The router allocates a certain port to each device so if the router receives a packet on port 7777 the packet will be forwarded to device A. Router also takes care of replacing port numbers in the packet after the NAT process.

What about protocols like FTP which uses multiple ports?

An application gateway is an application program that runs on a firewall system between two networks. When a client program establishes a connection to a destination service, it connects to an application gateway or proxy. The client then negotiates with the proxy server to communicate with the destination service. In effect, the proxy establishes the connection with the destination behind the firewall and acts on behalf of the client, hiding and protecting individual computers on the network behind the firewall. This creates two connections: one between the client and the proxy server and one between the proxy server and the destination. Once connected, the proxy makes all packet-forwarding decisions. Since all communication is conducted through the proxy server, computers behind the firewall are protected.

While this is considered a highly secure method of firewall protection, application gateways require great memory and processor resources compared to other firewall technologies, such as stateful inspection.

Image Credits: Google

It allows client applications to use dynamic TCP/UDP ports to communicate with known ports used by server applications, even if the firewall configuration allows traffic through only a limited number of ports. Without an ALG, the ports would either get blocked, or the network administrator would need to open up a large number of ports in the firewall, weakening the network and allowing potential attacks on those ports.

Understanding ALG:

Router OS:

To understand how ALG treats packets we need a router firmware, we can reverse engineer the ALG working.

Samy used a Netgear Nighthawk R7000 router, firmware here:
https://www.netgear.com/support/product/r7000.aspx#Firmware%20Version%201.0.11.116

Download it, unzip it you will find a .chk file.

Binwalk is a tool for searching a given binary image for embedded files and executable code. Specifically, it is designed for identifying files and code embedded inside firmware images. Binwalk uses the libmagic library to be compatible with magic signatures created for the Unix file utility. We need those files to read the source code behind ALG.

After extracting using the “e” tag, a directory is created,

https://www.youtube.com/watch?v=oqk3cU7ekag

squashfs-root looks like a Linux file system, we have the OS now let’s start reversing. Let’s search for some interesting files.

As we are only concentrating on ALGs searching in lib is good enough, it contains all the required libraries (in our case source code for FTP ALG). From the result, two files stand out they are “.ko” files. “.ko” file (kernel object file) is an object file that contains code to extend the running kernel, or so-called base kernel, of an operating system.

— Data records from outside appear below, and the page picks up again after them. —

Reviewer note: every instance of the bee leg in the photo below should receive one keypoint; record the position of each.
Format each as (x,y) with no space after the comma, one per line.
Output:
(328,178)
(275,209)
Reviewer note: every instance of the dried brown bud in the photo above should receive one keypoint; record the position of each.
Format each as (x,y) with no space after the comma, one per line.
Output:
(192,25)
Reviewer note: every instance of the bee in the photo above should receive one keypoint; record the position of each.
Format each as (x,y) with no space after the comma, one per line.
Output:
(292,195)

“tdts.ko” has some interesting functions which are related to FTP ALG. ftp_decode_port_cmd looks interesting let’s google it.

https://searchnetworking.techtarget.com/tip/Understanding-the-FTP-PORT-command#:~:text=following%20the%20command.-,The%20PORT%20command,for%20data%20to%20travel%20over.

The PORT command is sent by an FTP client to establish a secondary connection (address and port) for data to travel over. In some FTP implementations port 20 is used for data, but that is the exception rather than the rules. Typically in a trace you will see data crossing over a dynamic port number (IANA states that this range should be between 49152 through 65535, but most likely you’ll see your application using something just above 1024 — the area that used to be the dynamic port number area).

But why should we care about port command in FTP? well, our goal is to access internal devices from the internet we can do this by exposing the port of the devices to the internet. As the FTP PORT command can open a port to transfer files, we can exploit it to expose a port we want. For example, we can expose port 23 to access a telnet service running on a device. Let’s understand how NAT treats and modifies FTP PORT command packets.

NAT Pinning:

NAT Pinning is a technique developed by Samy in 2010, it explains how we can create network packets using a browser (javascript) and trick the gateway in a NATed network to open and forward ports to the devices in the LAN.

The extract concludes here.